Several days ago, the regulator released a document with comprehensive information about the submissions of the six applicants. The regulatory authority has the mandate to pick at least two mobile sports betting platform providers, which can cumulatively offer a minimum of four skins. Local punters, however, can have no more than one account per platform provider.
The bidding process is dominated by FanDuel Sportsbook whose submission also contains applications from industry heavy-hitters Bally Bet, BetMGM, and DraftKings. The bid lists FanDuel Sportsbook as the platform provider whereas the other three heavyweights will act as operators. The four parties involved in the consortium jointly account for 78% of the US sports wagering market. Their market share in the neighboring state of New Jersey amounts to 81%.

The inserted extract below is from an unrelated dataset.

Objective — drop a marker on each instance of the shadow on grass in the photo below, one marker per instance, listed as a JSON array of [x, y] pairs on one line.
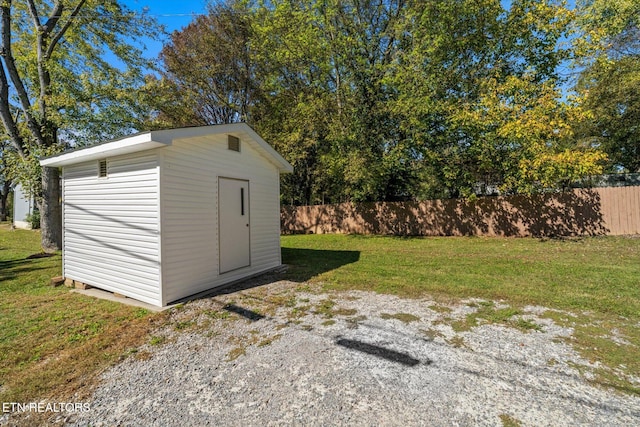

The FanDuel Consortium Proposes a 50% Preferred Tax Rate
The super-bid group proposes a 50% tax on the gross gaming revenue (GGR). It estimates this would bring approximately $600 million in tax revenue for the state within the first year of online sports wagering operations alone. According to the consortium, the first three years will generate over $1.3 billion in annual tax revenue for the Empire State.
The group, however, insists for its bid to be the only one accepted. It argues this would meet the requirements for multiple platform providers, with a minimum of four sports betting operators. Additionally, the members of the consortium claim that they are the only bid candidates whose operations are large enough to deliver the proposed 50% tax rate.
Another bid lists the Kambi Group as a platform provider, with applications from two sport-related brands – the merchandise brand Fanatics Inc. and the New York-based Barstool Sports. This consortium predicts roughly $1 billion in tax revenue for the state over the next ten years, in addition to the tax proceeds generated by any other approved bids.
Fanatics would be a new entry on the sports wagering scene and has appointed the hugely successful rapper, media proprietor, and entrepreneur Jay-Z as its vice chairman. This consortium has yet to disclose its proposed tax rates, however.
The state’s gambling regulator will use a point-based system to evaluate the strength of all applications involved in the bidding process. The two bids with the highest point scores will receive licenses on condition they reach an agreement to both pay the same tax rates.
The NYSGC may also grant licenses to additional bids provided it deems them solid enough. According to NYSGC’s Executive Director, Robert Williams, the regulatory body must announce the names of the approved bidders by January 6, 2022. The bidders’ oral presentations will start on September 1, 2021.